When Yule left Syria, she felt endeared and indebted to the family. She offered a letter of recommendation to UNHCR in support of the family’s resettlement effort. Yule says her letter explained that Mohammad and 

Marwa were “professional and conscientious and diligent and smart and that I highly recommended them and that if anyone needed any info on them to get in touch with me.”

As Yule was writing her recommendation on his behalf, Mohammad had found a lawyer at UNHCR whom he felt he could trust with more details about his exile. After it became clear that Mohammad’s family faced immediate danger in the region, their name was moved higher on the list of those eligible for resettlement.

The role of Yule’s letter and of Mohammad’s appeal to the UNHCR lawyer are unknown, but on Wednesday, Aug. 4, Mohammad, 

Marwa and Noor arrived at Boston’s Logan International Airport where they began a temporary stay with Yule and her family in Newton until they can be properly settled in their own home. Mohammad’s father remains in Syria, where he hopes to find some trace of Mohammad’s mother while he, too, pursues resettlement.

In the interview with GlobalPost, Mohammad reflected on the dangers of a destabilized, fragmented Iraq, especially for journalists. “There are many problems and difficulties with journalism in Iraq,” Mohammad said. “We are free to write, but there are many problems. There are different militias.”

Mohammad is disillusioned with journalism in Iraq where writers are targeted by their political opponents (as his own experience testifies). These dynamics place a high price on freedom of the press in Iraq, which was only enacted after the occupation.

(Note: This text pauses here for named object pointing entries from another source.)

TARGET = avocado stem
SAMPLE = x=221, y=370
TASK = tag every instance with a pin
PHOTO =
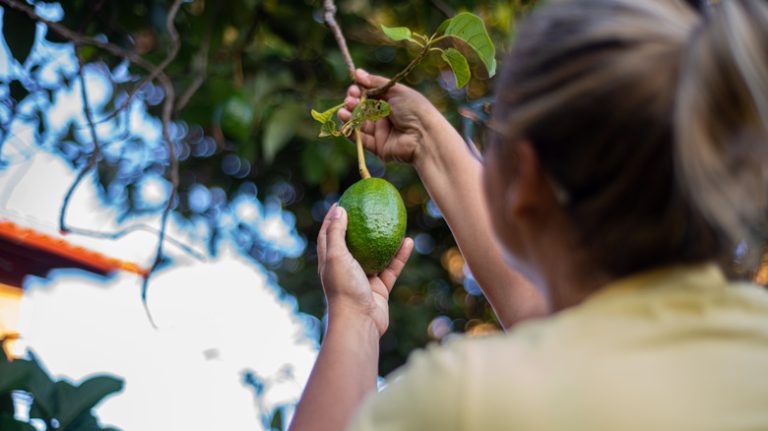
x=361, y=155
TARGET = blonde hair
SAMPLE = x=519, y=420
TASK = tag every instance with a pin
x=722, y=119
x=651, y=117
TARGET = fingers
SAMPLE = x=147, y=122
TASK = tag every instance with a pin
x=337, y=229
x=369, y=81
x=390, y=274
x=322, y=239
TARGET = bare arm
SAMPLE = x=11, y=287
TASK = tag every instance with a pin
x=418, y=134
x=453, y=179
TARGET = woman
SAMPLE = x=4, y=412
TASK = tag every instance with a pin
x=629, y=155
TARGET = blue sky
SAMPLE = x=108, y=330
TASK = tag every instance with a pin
x=218, y=319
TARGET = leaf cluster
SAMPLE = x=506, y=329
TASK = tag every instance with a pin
x=60, y=404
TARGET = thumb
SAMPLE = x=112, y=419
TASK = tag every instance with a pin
x=369, y=81
x=336, y=243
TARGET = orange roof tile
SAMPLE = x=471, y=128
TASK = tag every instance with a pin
x=71, y=254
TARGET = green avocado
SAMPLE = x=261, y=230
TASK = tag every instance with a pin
x=376, y=222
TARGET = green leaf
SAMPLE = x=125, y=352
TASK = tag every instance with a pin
x=74, y=401
x=8, y=423
x=27, y=376
x=470, y=29
x=367, y=110
x=19, y=31
x=397, y=33
x=329, y=129
x=280, y=128
x=87, y=422
x=459, y=66
x=325, y=116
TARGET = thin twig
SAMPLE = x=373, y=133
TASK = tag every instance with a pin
x=93, y=158
x=378, y=91
x=136, y=228
x=174, y=170
x=79, y=39
x=330, y=20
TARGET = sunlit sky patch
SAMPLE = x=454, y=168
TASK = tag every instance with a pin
x=221, y=321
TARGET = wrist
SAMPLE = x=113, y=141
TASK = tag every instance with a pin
x=350, y=319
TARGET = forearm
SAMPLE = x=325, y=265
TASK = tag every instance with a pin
x=345, y=371
x=453, y=179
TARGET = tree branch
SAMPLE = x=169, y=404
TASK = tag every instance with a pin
x=93, y=158
x=330, y=20
x=170, y=96
x=79, y=39
x=201, y=66
x=155, y=72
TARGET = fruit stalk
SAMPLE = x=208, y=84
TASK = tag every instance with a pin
x=361, y=155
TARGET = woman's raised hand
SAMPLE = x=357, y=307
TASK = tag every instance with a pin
x=405, y=134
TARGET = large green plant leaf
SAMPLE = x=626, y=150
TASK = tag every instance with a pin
x=74, y=401
x=19, y=31
x=459, y=66
x=397, y=33
x=470, y=29
x=25, y=375
x=281, y=127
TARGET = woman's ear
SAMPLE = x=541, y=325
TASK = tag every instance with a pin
x=528, y=194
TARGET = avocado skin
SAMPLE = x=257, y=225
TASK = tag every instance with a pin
x=376, y=222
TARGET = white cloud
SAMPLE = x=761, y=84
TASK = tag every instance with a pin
x=215, y=319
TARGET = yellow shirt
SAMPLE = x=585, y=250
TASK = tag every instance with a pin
x=676, y=349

And although Mohammed celebrates his right, he has no delusions about its success in practice.

“I always say that before 2003 we have one dictatorship, and after that we have many dictatorships,” he said. However, the risks never hampered Mohammed’s resolve to “expose the crimes in Iraq,” and even while in Syria he contributed to a New Jersey-based publication called “The Arab Voice.”

Yule said the plight of Iraqi refugees is largely unknown by the American public, and is an issue that receives inadequate attention considering its scope. “People need to hear about this," Yule said.

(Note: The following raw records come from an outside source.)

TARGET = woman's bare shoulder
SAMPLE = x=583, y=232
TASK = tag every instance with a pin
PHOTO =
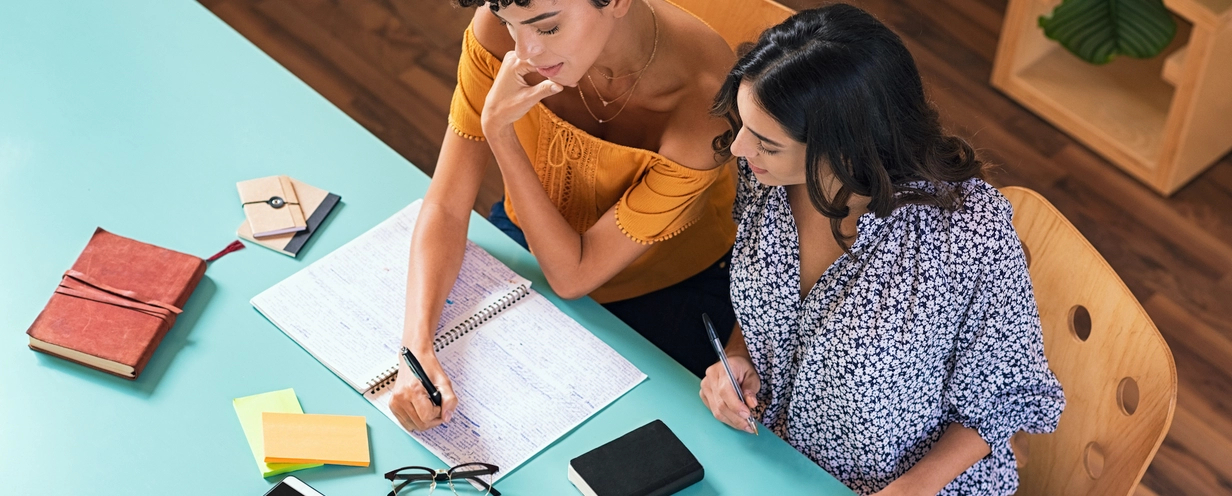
x=702, y=59
x=490, y=33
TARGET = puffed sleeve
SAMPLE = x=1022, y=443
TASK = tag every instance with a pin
x=477, y=70
x=664, y=201
x=1001, y=380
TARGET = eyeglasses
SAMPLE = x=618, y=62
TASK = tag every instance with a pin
x=477, y=474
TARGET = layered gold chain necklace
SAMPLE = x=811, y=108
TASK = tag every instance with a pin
x=627, y=94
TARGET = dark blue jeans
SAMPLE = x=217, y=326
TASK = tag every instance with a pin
x=669, y=318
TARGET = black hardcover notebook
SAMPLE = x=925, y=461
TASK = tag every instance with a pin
x=651, y=460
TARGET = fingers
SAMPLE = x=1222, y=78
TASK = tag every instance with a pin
x=545, y=89
x=722, y=400
x=403, y=406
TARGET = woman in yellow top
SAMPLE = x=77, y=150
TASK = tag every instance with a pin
x=596, y=112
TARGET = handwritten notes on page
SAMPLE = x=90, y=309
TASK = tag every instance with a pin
x=525, y=373
x=524, y=378
x=348, y=308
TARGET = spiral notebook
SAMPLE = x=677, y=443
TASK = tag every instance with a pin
x=525, y=373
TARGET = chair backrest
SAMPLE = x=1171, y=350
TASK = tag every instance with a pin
x=1116, y=371
x=737, y=21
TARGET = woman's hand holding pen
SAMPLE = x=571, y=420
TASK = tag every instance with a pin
x=410, y=403
x=721, y=399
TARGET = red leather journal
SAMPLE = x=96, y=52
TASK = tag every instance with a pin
x=117, y=302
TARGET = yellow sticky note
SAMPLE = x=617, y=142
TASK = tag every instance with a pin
x=249, y=410
x=339, y=440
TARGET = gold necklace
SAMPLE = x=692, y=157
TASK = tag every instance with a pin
x=630, y=92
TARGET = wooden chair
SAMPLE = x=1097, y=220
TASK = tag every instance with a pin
x=1118, y=373
x=737, y=21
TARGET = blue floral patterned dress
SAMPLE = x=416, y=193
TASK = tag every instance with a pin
x=930, y=320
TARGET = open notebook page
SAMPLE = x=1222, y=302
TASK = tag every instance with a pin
x=348, y=308
x=522, y=379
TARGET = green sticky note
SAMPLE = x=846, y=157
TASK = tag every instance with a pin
x=249, y=410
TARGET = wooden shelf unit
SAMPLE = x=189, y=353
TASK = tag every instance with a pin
x=1162, y=120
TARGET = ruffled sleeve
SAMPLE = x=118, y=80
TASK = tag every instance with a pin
x=1001, y=380
x=477, y=70
x=664, y=201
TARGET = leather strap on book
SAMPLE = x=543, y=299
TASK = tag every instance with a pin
x=77, y=284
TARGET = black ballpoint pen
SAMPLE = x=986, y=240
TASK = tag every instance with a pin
x=433, y=393
x=722, y=356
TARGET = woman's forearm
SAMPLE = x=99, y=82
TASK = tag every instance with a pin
x=436, y=251
x=439, y=241
x=954, y=453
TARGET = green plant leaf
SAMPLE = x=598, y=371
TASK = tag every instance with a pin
x=1097, y=31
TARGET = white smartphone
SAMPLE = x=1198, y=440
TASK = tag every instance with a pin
x=292, y=486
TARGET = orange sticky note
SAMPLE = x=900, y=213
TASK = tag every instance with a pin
x=339, y=440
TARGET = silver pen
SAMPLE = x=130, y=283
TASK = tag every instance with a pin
x=722, y=356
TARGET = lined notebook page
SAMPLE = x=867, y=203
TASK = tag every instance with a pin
x=348, y=308
x=522, y=379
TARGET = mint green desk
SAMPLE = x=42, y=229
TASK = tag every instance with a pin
x=139, y=117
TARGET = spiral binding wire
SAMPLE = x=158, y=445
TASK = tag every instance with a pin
x=481, y=316
x=386, y=378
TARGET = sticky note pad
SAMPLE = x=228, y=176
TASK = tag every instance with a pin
x=339, y=440
x=249, y=410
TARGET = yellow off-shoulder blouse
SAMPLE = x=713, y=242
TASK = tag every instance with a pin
x=684, y=213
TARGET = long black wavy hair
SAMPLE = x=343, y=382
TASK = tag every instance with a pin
x=498, y=4
x=842, y=83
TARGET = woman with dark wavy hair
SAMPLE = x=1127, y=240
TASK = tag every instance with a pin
x=886, y=323
x=596, y=112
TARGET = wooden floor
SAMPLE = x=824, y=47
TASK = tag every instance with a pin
x=391, y=65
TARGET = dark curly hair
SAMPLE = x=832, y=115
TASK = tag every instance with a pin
x=844, y=85
x=498, y=4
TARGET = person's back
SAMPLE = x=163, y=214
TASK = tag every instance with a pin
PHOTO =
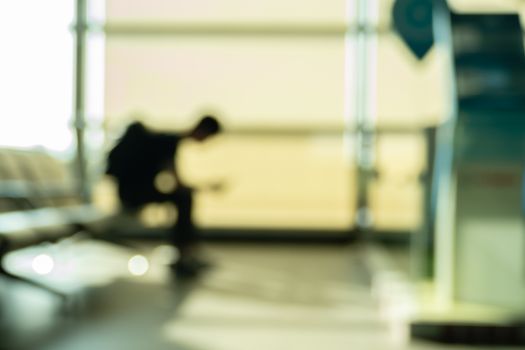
x=137, y=159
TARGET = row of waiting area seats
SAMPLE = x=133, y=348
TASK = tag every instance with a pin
x=39, y=202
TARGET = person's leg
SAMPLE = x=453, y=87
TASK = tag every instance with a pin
x=184, y=233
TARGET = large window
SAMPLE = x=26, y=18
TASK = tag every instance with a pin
x=36, y=74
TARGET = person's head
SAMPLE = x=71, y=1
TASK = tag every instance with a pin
x=206, y=127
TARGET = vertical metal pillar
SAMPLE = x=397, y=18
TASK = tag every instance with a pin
x=79, y=103
x=365, y=133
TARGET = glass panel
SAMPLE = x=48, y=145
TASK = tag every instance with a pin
x=396, y=195
x=273, y=181
x=36, y=70
x=227, y=11
x=265, y=82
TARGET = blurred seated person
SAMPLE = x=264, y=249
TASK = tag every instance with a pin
x=136, y=160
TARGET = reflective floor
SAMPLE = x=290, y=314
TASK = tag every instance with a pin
x=255, y=296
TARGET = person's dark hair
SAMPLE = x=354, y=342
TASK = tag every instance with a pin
x=209, y=124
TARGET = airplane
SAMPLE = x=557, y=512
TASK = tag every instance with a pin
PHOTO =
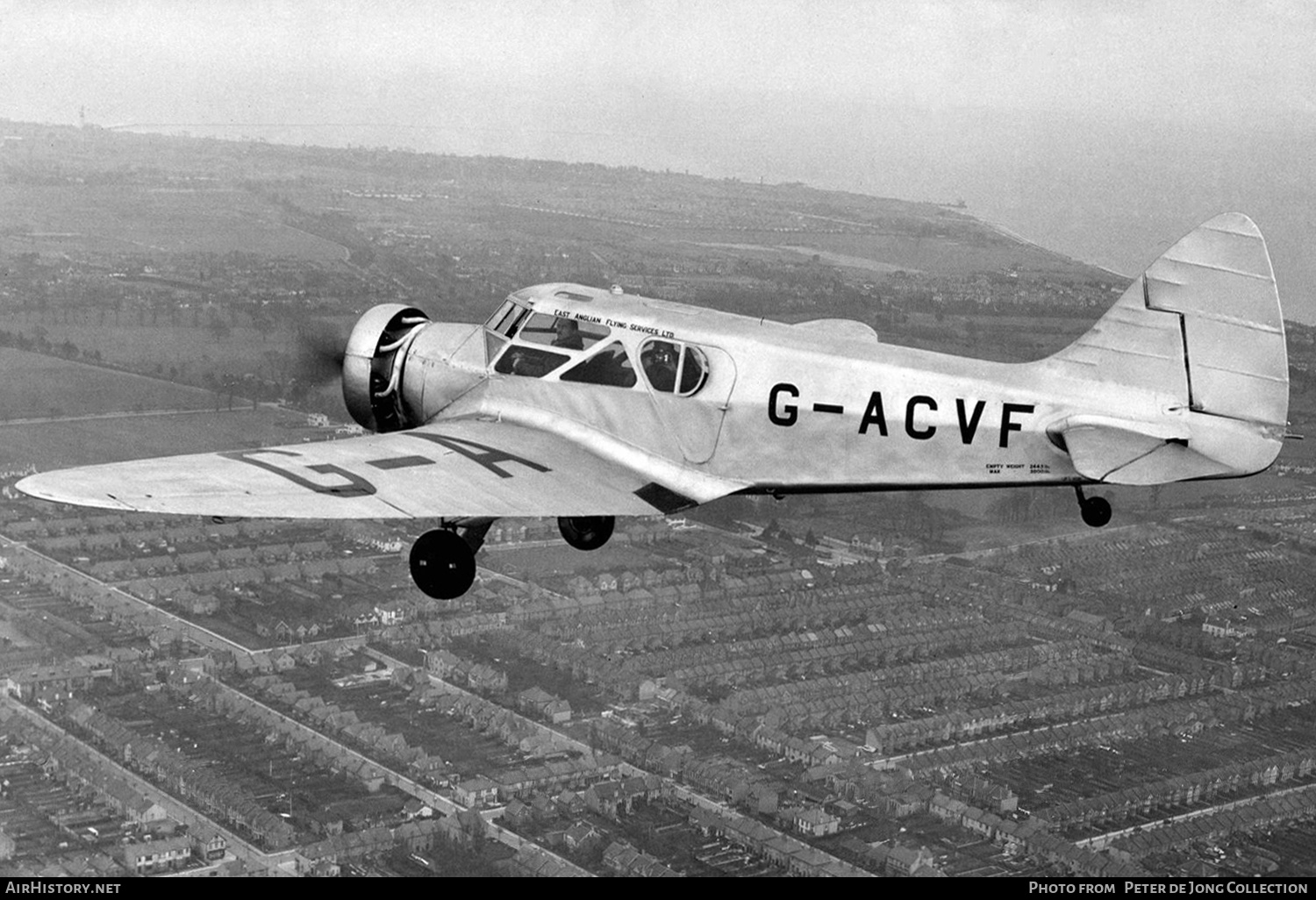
x=587, y=404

According to a 2008 UNHCR report, there are more than 6.7 million refugees in the Iraqi diaspora, and 1.5 million in Syria alone. That statistic excludes 1.5 million Internally Displaced Persons, who have fled their home but remain in Iraq. Yule said there is the risk that the refugee situation will remain unaddressed “as the war in Iraq fades into the background in light of everything happening in Afghanistan.”

When Mohammad, 

Marwa and Noor landed in Boston, it was their first visit to the United States. Both of them have ambitious plans for their new life — 

Marwa hopes to earn her law degree and Mohammad to continue with journalism — but the arduous process of resettlement looms on the horizon complicated by a storm of logistics: jobs, a residence, clothes, furniture, phones, a school for Noor and a dozen other items.

Each of the three family members took two suitcases on their flight from Syria. When asked about what was left behind in Iraq, Mohammad says they brought what was “important,” (including one suitcase stuffed with toys for Noor) and “hope.”

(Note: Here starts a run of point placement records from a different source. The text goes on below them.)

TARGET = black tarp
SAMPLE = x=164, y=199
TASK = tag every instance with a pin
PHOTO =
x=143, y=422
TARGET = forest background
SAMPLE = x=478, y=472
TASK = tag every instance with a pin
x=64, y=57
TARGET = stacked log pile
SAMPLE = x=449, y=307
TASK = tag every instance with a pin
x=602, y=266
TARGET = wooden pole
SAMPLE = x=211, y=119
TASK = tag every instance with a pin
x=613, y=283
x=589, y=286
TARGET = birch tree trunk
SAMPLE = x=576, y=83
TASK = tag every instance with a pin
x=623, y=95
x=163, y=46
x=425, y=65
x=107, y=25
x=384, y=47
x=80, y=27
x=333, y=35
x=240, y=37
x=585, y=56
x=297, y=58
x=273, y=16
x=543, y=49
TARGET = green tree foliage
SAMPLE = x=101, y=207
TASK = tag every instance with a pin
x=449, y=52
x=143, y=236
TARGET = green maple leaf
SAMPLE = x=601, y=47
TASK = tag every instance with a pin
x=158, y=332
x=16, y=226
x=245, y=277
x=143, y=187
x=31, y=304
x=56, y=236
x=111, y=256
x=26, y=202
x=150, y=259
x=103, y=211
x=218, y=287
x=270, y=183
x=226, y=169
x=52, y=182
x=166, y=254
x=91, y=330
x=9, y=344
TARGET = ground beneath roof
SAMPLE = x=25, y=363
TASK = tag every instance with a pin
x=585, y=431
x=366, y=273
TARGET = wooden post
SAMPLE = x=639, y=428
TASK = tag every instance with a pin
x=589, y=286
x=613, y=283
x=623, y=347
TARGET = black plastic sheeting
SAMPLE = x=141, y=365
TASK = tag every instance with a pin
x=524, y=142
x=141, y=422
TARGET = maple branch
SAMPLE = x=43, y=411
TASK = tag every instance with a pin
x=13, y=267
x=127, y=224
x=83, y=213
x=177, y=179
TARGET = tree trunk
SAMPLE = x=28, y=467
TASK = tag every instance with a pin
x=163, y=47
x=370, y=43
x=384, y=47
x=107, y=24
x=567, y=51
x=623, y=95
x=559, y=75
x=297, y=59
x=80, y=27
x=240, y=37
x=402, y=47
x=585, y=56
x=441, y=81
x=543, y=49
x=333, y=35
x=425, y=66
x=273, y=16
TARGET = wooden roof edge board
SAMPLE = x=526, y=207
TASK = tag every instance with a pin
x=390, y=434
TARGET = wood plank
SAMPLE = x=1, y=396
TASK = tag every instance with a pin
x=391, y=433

But still, their loss is immeasurable. In addition to a comfortable home with a garden, a car and a well-paying job, the three Iraqis lost their own country. Yet they remain positive. Asked if they ever wish to return home, Mohammad replied, without hesitation, “No.”

For Mohammad, 

Marwa and Noor, Baghdad is no longer “home.”

Instead, Mohammad said, “Home is where I live, and where my family can be safe.”